Presbyterian Peace Fellowship’s executive director stepping down

The Rev. Emily Brewer came to PPF in 2015, one month following seminary graduation

by Mike Ferguson | Presbyterian News Service

The Rev. Emily Brewer (Photo courtesy of Presbyterian Peace Fellowship)

LOUISVILLE — The Rev. Emily Brewer, the executive director of Presbyterian Peace Fellowship, announced Wednesday she will step down at the end of April.

“I joined the staff of PPF in 2015, about a month after I graduated from seminary,” Brewer said in an email announcing her impending departure. “Where some would have seen my idealism as immaturity, PPF celebrated that idealism and helped me hone it. To idealistic people of all ages and stages of life, PPF says, ‘Oh, you think a world without war and violence is possible? So do we. Let’s work together.’”
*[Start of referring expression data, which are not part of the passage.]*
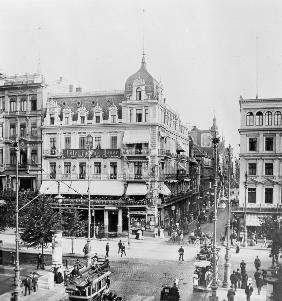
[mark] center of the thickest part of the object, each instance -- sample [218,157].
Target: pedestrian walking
[248,291]
[259,284]
[257,263]
[181,253]
[107,249]
[231,293]
[119,246]
[27,284]
[244,280]
[39,261]
[35,282]
[238,278]
[243,267]
[233,280]
[122,250]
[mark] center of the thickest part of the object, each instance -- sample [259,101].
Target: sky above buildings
[206,53]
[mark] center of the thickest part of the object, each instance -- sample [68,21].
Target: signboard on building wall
[94,153]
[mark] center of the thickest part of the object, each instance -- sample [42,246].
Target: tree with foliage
[271,228]
[40,221]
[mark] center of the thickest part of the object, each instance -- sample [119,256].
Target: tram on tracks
[89,286]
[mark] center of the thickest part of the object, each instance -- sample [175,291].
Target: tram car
[89,286]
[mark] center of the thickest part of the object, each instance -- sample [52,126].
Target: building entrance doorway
[113,221]
[26,183]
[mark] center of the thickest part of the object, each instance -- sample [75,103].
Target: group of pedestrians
[30,283]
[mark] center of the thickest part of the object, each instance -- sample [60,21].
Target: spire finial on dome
[143,62]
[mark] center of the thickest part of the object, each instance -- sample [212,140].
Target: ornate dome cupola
[141,85]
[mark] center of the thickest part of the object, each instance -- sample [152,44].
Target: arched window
[259,118]
[268,118]
[250,118]
[277,118]
[138,94]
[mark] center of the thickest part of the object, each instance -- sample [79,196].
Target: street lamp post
[227,256]
[213,297]
[89,145]
[245,214]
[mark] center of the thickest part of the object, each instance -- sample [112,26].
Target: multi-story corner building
[260,159]
[137,160]
[21,104]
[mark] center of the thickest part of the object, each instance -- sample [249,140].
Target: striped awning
[253,219]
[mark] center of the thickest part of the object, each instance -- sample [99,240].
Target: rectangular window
[34,157]
[52,119]
[1,156]
[52,142]
[82,170]
[33,103]
[33,129]
[67,142]
[268,195]
[52,170]
[2,103]
[97,168]
[13,105]
[252,169]
[82,142]
[252,144]
[67,168]
[146,114]
[22,130]
[113,170]
[138,115]
[252,195]
[98,142]
[12,130]
[113,142]
[13,157]
[138,170]
[113,118]
[97,118]
[269,144]
[269,169]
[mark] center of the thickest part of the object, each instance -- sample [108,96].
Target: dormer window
[138,94]
[97,118]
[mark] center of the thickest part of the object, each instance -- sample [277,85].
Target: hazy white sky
[203,51]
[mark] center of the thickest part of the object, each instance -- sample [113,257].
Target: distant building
[21,104]
[260,159]
[139,157]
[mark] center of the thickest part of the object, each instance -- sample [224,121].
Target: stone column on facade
[120,221]
[106,222]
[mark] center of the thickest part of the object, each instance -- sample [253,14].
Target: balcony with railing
[53,152]
[136,151]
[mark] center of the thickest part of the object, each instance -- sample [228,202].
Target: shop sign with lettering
[94,153]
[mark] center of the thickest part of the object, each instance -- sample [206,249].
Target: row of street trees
[39,219]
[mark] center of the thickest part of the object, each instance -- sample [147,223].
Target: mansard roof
[90,101]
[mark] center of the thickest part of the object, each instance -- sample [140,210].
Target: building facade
[260,159]
[127,148]
[21,105]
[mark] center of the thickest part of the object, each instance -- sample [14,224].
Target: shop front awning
[136,136]
[111,188]
[136,189]
[253,220]
[164,190]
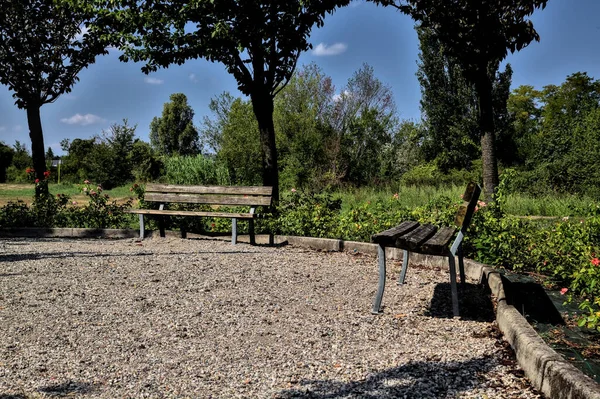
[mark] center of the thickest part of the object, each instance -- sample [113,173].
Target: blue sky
[110,91]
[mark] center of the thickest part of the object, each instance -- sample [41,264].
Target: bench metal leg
[161,221]
[405,256]
[233,231]
[453,289]
[461,268]
[141,226]
[251,232]
[161,226]
[381,286]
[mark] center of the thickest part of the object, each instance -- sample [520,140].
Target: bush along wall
[565,252]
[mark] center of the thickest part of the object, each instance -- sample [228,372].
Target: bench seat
[427,239]
[214,196]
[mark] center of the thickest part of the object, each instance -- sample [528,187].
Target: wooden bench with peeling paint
[428,240]
[216,196]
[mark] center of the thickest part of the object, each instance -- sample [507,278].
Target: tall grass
[409,196]
[198,170]
[517,204]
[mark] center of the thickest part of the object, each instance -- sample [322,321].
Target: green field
[411,197]
[24,192]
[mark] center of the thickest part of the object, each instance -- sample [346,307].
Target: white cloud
[83,120]
[322,49]
[153,81]
[338,97]
[83,31]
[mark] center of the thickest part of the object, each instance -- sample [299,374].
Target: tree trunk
[262,104]
[38,153]
[488,139]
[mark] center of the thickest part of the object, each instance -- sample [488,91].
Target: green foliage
[478,35]
[43,50]
[301,117]
[312,215]
[60,211]
[559,135]
[240,144]
[16,214]
[174,132]
[198,170]
[112,158]
[6,157]
[428,175]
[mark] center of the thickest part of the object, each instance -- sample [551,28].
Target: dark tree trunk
[37,146]
[262,104]
[488,138]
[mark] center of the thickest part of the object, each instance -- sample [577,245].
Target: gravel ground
[205,319]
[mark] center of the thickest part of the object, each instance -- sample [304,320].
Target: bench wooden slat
[438,244]
[232,190]
[415,238]
[389,237]
[207,199]
[192,213]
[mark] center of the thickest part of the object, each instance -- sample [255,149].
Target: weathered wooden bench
[216,196]
[429,240]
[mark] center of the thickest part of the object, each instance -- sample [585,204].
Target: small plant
[100,211]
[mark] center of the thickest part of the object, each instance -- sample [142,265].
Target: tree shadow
[67,389]
[413,380]
[64,255]
[474,302]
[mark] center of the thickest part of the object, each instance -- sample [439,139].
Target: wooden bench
[429,240]
[216,196]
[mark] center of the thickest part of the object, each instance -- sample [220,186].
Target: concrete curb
[548,371]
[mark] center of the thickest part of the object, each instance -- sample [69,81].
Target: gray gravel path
[179,318]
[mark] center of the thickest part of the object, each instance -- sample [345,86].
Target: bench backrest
[211,195]
[467,208]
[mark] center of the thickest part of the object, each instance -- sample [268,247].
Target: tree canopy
[44,44]
[478,34]
[259,43]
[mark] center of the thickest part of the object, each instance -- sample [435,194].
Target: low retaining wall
[548,371]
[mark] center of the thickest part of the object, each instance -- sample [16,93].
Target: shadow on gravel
[69,388]
[63,255]
[428,379]
[473,300]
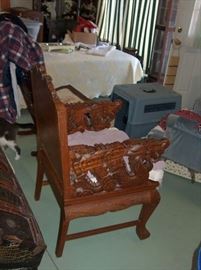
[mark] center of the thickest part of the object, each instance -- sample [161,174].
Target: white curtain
[194,33]
[128,24]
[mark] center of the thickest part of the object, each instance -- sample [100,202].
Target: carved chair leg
[146,211]
[192,173]
[39,179]
[63,228]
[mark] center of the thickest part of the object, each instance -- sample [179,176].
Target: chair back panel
[50,122]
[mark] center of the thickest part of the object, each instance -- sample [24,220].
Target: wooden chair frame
[57,160]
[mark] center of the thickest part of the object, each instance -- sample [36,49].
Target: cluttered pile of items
[84,36]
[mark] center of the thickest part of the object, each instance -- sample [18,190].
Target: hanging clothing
[17,47]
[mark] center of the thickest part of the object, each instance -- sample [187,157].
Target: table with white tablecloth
[93,75]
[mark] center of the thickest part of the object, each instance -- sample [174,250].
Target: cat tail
[25,125]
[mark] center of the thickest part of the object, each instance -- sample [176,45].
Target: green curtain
[128,23]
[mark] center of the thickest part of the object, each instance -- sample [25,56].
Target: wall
[21,3]
[188,79]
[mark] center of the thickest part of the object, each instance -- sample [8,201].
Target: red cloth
[17,47]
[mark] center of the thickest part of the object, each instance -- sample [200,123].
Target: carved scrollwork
[91,115]
[109,167]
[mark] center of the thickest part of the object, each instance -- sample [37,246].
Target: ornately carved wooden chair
[94,179]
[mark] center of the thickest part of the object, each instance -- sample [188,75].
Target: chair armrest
[91,115]
[183,124]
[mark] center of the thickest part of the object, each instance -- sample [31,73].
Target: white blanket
[101,50]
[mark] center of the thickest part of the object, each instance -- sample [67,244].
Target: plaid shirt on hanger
[18,47]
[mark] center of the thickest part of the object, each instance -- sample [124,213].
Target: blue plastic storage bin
[144,104]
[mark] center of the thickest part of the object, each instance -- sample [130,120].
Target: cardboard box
[88,38]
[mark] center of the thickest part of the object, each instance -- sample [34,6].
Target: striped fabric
[129,24]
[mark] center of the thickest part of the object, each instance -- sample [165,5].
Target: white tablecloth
[93,75]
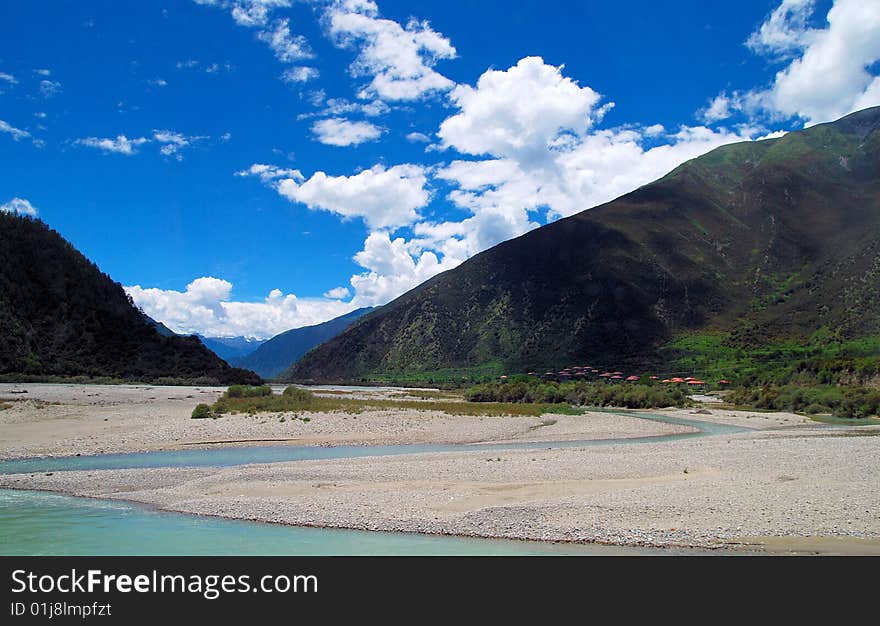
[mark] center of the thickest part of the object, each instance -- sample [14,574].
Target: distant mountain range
[61,316]
[754,243]
[230,348]
[276,355]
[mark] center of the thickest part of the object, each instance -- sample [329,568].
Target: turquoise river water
[41,523]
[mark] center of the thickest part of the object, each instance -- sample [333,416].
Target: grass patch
[531,391]
[851,403]
[846,421]
[823,359]
[295,399]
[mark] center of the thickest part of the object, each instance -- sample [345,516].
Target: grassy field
[841,402]
[296,400]
[822,360]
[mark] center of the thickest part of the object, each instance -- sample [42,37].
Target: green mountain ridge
[758,242]
[60,316]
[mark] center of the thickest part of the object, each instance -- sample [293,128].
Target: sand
[786,485]
[63,420]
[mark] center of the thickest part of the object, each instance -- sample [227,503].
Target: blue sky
[248,166]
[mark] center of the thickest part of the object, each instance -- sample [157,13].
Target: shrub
[579,393]
[202,411]
[247,391]
[297,394]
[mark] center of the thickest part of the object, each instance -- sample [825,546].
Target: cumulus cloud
[16,133]
[533,153]
[257,14]
[337,293]
[785,31]
[170,143]
[268,173]
[337,131]
[418,138]
[288,48]
[542,154]
[830,71]
[519,112]
[206,307]
[20,206]
[383,197]
[398,60]
[392,269]
[50,88]
[120,145]
[301,74]
[718,109]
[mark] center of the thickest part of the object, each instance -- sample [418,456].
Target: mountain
[276,355]
[61,316]
[161,328]
[229,348]
[750,244]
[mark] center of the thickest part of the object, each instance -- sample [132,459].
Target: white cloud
[519,112]
[336,131]
[544,157]
[20,206]
[170,143]
[301,74]
[785,31]
[120,145]
[206,307]
[830,71]
[336,107]
[391,269]
[418,138]
[718,109]
[337,293]
[268,173]
[255,12]
[50,88]
[16,133]
[288,48]
[383,197]
[173,143]
[399,60]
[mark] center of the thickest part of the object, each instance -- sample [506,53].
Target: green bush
[298,394]
[202,411]
[247,391]
[634,396]
[849,402]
Brewer said PPF has “shown up in times and places where it mattered the most,” including:

  • Responding to the call and invitation from people experiencing violence at Standing Rock, in Colombia, at the U.S.-Mexico border, in Israel-Palestine and in Puerto Rico
  • Responding to churches seeking to provide sanctuary to people, helping to turn guns into garden tools and “boldly proclaiming that war and militarism are inconsistent with the Gospel of Christ.”
  • Joining coalitions and movements calling for an end to racist and violent policing in the U.S.
  • Partnering with those who call “upon all of us to stop profiting from fossil fuels and start investing our money and lives in sustainable ways of living.”

PPF’s Activist Council has tripled in size over the last seven years, Brewer noted. “What that tells me is that the Church and the world is hungry for what PPF is all about: taking seriously the Gospel call to ‘love your neighbor’ and believing that loving each other means working so that each person can thrive; working for an end to systemic violence and the presence of real peace.”

The Rev. David Ensign (Photo courtesy of Presbyterian Peace Fellowship)

Brewer said it’s hard to step back, “especially in a time of war and escalating threats of nuclear war. The work feels — and is — as urgent as ever.” She said she’s grateful that the Rev. David Ensign, a Virginia-based PC(USA) pastor, writer and musician, will serve as PPF’s interim executive director, beginning in mid-April. “David first connected with PPF when PPF was organizing with other religious groups against the Iraq war,” Brewer said, “and I know his leadership and his interim experience will serve PF well in the coming months.”

“PPF has been working for peace with justice for almost 80 years,” Brewer said, “and I know it will continue boldly living out the truth that nonviolence is the way to peace.”